My Future Fund: Fewer Than 1 in 5 Workers Expect Sufficient Retirement Income
Fewer than one in five workers believe the new My Future Fund auto-enrolment system, which enrolled almost 770,000 workers on January 1st, will provide sufficient retirement income. The scheme deducts 1.5% of wages, matched by employers, with State contributions, but a survey found 8 in 10 workers doubt its sufficiency alone.
A new survey reveals that fewer than one in five workers eligible for the My Future Fund auto-enrolment system believe it will provide a sufficient income in retirement. This scheme, which compulsorily signed up almost 770,000 workers on January 1st, aims to ensure a reasonable retirement income beyond the State pension.

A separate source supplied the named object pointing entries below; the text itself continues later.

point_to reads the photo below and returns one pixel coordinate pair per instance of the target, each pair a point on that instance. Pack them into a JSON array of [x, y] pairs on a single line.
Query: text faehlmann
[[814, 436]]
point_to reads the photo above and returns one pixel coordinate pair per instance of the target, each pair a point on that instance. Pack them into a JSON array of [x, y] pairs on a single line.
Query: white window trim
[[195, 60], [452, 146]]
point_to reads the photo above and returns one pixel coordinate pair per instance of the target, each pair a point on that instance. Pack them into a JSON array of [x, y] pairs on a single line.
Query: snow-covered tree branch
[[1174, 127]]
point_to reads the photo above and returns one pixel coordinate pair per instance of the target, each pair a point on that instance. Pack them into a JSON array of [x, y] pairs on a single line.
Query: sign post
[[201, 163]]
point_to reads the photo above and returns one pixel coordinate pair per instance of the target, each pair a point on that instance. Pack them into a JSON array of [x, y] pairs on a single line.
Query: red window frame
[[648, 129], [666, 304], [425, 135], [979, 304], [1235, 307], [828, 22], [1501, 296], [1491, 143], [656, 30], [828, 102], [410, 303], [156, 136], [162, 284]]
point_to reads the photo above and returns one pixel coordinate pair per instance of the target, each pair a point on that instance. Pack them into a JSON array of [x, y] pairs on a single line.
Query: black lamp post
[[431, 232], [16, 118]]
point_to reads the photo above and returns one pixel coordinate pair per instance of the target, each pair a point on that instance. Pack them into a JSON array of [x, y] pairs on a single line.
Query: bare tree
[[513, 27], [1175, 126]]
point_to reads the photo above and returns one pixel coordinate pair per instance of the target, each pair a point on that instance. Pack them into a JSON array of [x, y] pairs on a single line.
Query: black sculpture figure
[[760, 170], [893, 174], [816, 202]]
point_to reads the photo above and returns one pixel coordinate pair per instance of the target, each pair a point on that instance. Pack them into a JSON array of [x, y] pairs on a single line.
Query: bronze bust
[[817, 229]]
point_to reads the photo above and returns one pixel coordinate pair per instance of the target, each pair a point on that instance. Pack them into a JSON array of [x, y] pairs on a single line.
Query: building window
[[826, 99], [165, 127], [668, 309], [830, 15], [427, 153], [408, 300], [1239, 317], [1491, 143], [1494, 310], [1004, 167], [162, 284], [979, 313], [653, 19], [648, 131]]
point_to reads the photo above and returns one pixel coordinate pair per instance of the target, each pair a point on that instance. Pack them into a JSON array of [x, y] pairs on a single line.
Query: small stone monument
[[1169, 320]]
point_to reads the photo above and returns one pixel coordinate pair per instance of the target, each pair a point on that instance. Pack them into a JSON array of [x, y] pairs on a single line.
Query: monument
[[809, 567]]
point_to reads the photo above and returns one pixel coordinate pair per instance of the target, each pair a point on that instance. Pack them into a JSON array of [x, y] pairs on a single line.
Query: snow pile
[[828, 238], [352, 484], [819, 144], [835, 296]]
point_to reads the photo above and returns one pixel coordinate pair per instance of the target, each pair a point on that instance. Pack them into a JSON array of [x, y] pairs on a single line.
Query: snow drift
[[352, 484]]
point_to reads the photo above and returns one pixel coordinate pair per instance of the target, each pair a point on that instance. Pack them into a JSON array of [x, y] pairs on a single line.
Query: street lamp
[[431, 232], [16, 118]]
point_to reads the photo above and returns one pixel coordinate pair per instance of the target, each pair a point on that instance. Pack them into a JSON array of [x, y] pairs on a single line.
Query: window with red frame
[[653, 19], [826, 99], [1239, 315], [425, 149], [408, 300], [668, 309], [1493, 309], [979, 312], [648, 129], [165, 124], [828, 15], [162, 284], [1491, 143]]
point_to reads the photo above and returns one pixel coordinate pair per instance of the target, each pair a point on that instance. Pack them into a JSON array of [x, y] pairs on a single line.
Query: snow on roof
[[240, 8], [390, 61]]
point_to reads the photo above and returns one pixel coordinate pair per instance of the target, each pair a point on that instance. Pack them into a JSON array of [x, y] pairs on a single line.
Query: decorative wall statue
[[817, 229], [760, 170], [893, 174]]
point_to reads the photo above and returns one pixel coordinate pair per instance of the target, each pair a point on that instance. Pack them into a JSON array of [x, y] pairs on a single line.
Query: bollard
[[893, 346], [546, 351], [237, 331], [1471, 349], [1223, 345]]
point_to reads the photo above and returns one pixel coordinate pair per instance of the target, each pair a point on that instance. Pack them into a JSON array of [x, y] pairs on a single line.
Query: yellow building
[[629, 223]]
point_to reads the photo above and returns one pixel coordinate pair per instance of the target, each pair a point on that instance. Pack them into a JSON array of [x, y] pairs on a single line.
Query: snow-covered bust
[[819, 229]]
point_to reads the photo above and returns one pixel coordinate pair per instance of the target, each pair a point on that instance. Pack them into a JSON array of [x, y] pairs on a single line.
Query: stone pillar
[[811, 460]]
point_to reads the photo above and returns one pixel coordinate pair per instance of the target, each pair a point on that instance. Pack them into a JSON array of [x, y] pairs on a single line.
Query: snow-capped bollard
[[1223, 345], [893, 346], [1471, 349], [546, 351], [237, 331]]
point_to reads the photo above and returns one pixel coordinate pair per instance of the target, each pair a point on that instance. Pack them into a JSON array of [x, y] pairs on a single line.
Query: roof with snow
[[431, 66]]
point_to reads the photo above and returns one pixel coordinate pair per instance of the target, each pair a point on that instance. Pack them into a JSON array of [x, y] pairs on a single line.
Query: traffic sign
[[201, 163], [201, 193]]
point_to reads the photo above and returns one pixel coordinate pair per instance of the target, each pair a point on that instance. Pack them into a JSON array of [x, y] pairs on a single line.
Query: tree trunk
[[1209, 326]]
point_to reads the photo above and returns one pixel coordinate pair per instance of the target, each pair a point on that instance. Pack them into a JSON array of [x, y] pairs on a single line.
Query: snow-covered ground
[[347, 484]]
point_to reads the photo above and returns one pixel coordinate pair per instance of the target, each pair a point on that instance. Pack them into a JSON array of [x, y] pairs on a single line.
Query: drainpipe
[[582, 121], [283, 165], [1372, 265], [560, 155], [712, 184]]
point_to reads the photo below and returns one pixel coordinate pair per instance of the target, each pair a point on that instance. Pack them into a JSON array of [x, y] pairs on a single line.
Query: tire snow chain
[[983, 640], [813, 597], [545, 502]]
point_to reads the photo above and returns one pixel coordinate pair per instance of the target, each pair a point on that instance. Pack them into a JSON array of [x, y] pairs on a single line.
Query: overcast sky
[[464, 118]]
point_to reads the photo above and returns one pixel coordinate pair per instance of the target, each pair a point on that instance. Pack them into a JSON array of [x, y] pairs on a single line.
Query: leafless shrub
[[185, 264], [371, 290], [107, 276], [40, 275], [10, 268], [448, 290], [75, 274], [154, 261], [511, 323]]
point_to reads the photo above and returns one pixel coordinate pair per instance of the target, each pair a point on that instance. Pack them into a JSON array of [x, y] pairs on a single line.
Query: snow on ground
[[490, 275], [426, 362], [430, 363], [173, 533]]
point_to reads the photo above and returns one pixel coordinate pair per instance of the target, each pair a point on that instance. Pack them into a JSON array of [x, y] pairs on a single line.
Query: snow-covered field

The My Future Fund deducts 1.5 per cent of a worker’s gross wage monthly, matched by the employer, with the State adding €1 for every €3 contributed by the worker. These percentages will gradually increase, reaching 6 per cent of wages by 2035. Deductions apply to workers aged 23-60 earning over €20,000 annually, without other pension payments besides PRSI. From July 1st, a two-month window opens for workers to opt out.
Ask Acorn, a network of financial intermediaries, conducted the survey of 1,000 eligible workers, finding that eight in 10 do not believe the scheme alone will suffice for retirement, with one in three deeming it «nowhere near enough». Keith Butler, Ask Acorn CEO, noted that contribution limits restrict the system’s ability to provide a sole sufficient income. He added that auto-enrolment lacks flexibility in contribution rates and caps employer and State contributions at €80,000 of annual salary. While not a complete solution, it can be a key part of a pension mix, supplemented by personal and State pensions.